По-моему, «Давку» передернуло от обращения.
— Это не так-то просто. Муридан запретил женщинам работать в СМИ. Сейчас, конечно, ситуация изменилась…
— Ладно, хватит базарить, — вмешался Марк. — Мария, мы завтра выезжаем в Кандагар. Ты с нами?
— Хм, куда ж денешься… С вами.
Дорога в Кандагар была столь же безлесной и рыжей, как все здесь. Впечатление дополняло осеннее запустение. Зато ясно, небо чистое, только над горами маячат небольшие белые облачка.
По дороге Дауд пытался заручиться моей поддержкой перед лицом Эммануила.
— Ты попросишь за меня, брат? Мы же ее спасли.
Сомневаюсь, нуждалась ли Мария в спасении.
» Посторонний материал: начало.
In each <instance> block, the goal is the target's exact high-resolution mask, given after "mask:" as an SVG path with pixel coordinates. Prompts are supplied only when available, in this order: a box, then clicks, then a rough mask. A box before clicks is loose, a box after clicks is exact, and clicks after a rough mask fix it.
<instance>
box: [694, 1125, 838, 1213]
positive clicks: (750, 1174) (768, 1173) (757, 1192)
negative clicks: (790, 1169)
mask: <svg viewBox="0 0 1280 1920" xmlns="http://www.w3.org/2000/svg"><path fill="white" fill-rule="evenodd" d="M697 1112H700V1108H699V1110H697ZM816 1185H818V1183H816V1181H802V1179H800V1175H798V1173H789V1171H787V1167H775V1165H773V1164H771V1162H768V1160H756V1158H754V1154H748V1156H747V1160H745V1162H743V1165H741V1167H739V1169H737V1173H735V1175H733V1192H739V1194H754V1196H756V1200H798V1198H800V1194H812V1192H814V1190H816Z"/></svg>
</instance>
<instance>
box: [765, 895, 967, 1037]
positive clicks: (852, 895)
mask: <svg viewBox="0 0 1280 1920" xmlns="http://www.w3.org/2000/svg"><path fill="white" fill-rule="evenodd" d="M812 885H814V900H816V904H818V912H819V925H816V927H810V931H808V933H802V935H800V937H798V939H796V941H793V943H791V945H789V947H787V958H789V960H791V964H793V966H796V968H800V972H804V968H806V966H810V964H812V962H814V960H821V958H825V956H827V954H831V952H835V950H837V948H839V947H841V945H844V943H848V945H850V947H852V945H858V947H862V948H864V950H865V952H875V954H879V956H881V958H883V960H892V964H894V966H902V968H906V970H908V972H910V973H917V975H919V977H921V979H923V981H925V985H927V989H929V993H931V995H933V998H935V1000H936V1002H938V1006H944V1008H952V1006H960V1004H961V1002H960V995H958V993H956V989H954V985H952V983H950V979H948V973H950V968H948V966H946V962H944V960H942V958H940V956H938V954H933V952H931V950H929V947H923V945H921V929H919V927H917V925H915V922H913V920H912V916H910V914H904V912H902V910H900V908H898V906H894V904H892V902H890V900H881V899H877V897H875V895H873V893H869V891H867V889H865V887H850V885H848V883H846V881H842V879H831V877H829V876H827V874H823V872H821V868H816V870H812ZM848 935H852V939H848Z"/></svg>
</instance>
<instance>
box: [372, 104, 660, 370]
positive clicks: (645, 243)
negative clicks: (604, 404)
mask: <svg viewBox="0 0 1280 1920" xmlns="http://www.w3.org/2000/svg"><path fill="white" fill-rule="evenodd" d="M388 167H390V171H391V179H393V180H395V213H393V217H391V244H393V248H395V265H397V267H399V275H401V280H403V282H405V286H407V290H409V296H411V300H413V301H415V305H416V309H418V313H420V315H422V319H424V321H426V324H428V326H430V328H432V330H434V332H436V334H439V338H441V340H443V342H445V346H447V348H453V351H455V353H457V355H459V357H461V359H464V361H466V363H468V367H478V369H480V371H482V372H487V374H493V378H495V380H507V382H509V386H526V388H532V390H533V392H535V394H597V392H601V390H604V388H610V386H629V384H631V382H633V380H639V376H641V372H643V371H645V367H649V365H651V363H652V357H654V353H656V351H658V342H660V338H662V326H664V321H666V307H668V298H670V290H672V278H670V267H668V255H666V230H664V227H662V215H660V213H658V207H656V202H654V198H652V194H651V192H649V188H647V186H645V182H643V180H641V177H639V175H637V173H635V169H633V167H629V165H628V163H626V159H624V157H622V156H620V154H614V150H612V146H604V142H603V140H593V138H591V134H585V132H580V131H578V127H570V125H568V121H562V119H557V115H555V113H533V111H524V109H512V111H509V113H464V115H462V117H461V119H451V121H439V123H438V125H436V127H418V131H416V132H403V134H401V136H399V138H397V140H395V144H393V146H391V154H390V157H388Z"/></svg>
Давка пожал мне руку двумя руками, при этом он смотрел мне прямо в глаза.
— Петр, сделай это ради меня.
Я кивнул. Забавно, что принц меня о чем-то просит.
Мы преодолели не менее полдороги до Кандагара, когда услышали позади отдаленный гул.
Я обернулся. Над дорогой поднимались столбы темного дыма.
— Дауд, что это?
— Смерчи?
Это было только предположение, принц не знал.
— Надо бы свернуть с дороги, — добавил он.
Легко сказать! Слева рыжая гора, а справа обрыв. Мы прибавили скорость. Не помогло. Столбы увеличились в размерах, и под дымом засияло пламя.
Али — слуга Дауда, как я теперь понял, — тоже обернулся и во все глаза смотрел на огненные столбы.
— Джинны! — прошептал он.
Я усмехнулся:
— Вот человек, не испорченный европейским образованием.
Но, честно говоря, было не до шуток. Правда, горы сменило каменистое плато, и мы съехали с дороги. Нас начало нещадно трясти.
Столбы двигались уже вровень с нами. В основном по дороге, но захватывая метров по десять придорожного полотна слева и справа от нее.
Я стал считать: десять, двадцать… Бесполезно! Появлялись все новые. На нас пахнуло жаром.
Войско огня.
Войско? С огненными столбами начала происходить еще одна метоморфоза: они уменьшались в размерах и обретали плоть. По дороге действительно двигалось войско. Войско рослых воинов в алых одеждах и черных старинных доспехах с круглыми щитами на спине. С пиками и кривыми саблями. Они шли на Кандагар.
— Джинны, — повторил Али. — Я же говорил.
— Старомодное у них вооружение, — попытался сострить я.
— Ага, — мрачно сказал Марк. — Живой напалм.
Войско джиннов спускалось с гор и обтекало нас несколькими огненными реками. Нас не тронули. Только обветрело и обгорело лицо, словно на жарком южном солнце.
Джинны вошли в Кандагар, и Муридан исчез как-то сам собой, почти бесшумно и бездымно, только успев напоследок вякнуть по TV, что войско джиннов — войско Иблиса.
А Эммануил откровенно любовался,
— Как тебе мое новое войско, Пьетрос?
— Колоритно. А желания они исполняют?
— Только те, что не противоречат моим.